Quels défauts trouvons-nous d’ailleurs à sa conception ? il suffit de la comparer à celle de Kant.

En premier lieu, nous ne pouvons plus admettre ces oppositions du froid et du chaud, etc., « qu’on ne séparera jamais avec la hache en aucun point du monde ». Pour nous, le froid et le chaud apparaissent comme deux degrés éloignés sur l’échelle intensive d’une même qualité. Mais après l’abus encore bien récent des fluides de nom contraire, nous devons être indulgents ; d’ailleurs Anaxagore n’avait pas inventé ces oppositions, il les trouvait dans les opinions du vulgaire, il les voyait systématiquement employées par les Pythagoriciens ; il s’en est donc servi à son tour ; alors que l’antiquité n’a jamais su s’en débarrasser, on ne peut sérieusement l’en blâmer.

En second lieu, Anaxagore se représente les choses comme si les qualités ne pouvaient varier que par un déplacement mécanique des particules de la matière auxquelles il les a attachées. C’est dire qu’il ignore toute la physique et toute la chimie modernes, mais au moins a-t-il fait le premier pas indispensable pour l’abstraction de ces qualités ; le second ne sera pas difficile, car du moment où il s’agira d’étudier les phénomènes, si peu que ce soit, on laissera naturellement de côté les déplacements mécaniques qui ne peuvent être soumis à la théorie, et l’on s’attachera aux modifications dans l’échelle intensive des qualités, c’est-à-dire au point de vue dynamique.

Si donc entre la théorie de Kant et la conception d’Anaxagore il y a de graves différences, la dernière n’en est pas moins tout aussi avancée, tout aussi satisfaisante qu’on pouvait l’espérer pour une époque aussi reculée, et alors que la science de la nature était aussi imparfaite.

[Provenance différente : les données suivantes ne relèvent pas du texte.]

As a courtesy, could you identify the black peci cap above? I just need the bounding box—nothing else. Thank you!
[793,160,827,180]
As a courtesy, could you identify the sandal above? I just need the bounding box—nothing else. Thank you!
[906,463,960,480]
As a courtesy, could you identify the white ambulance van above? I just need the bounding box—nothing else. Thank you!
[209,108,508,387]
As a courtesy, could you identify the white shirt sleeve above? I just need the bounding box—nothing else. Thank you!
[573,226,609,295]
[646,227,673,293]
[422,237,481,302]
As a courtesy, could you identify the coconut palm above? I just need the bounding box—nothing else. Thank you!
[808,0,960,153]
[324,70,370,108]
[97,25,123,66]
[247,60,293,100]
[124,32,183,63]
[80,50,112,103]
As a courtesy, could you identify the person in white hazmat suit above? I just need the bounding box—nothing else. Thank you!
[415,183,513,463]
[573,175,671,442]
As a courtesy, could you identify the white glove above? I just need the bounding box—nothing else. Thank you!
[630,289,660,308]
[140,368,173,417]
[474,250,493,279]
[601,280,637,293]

Je crois inutile de montrer davantage comment cette conception satisfaisait heureusement aux conditions du problème tel qu’Anaxagore le voyait posé devant lui, à quel point elle conciliait harmonieusement la croyance monistique des Ioniens et le pluralisme des oppositions pythagoriciennes ; son plus grave défaut était la subtilité d’esprit qu’elle exigeait, surtout à son époque, pour être parfaitement comprise, dans sa rigueur géométrique et sa nécessité logique ; si elle n’offrait pas prise aux arguments d’un Zénon, elle n’en était pas moins exposée à être bientôt méconnue, et c’est ce qui lui arriva sans contredit. Il nous reste à examiner si néanmoins, avant de disparaître, elle n’a pas joué un rôle considérable, et influé d’une façon décisive sur les conceptions qui devaient lui succéder.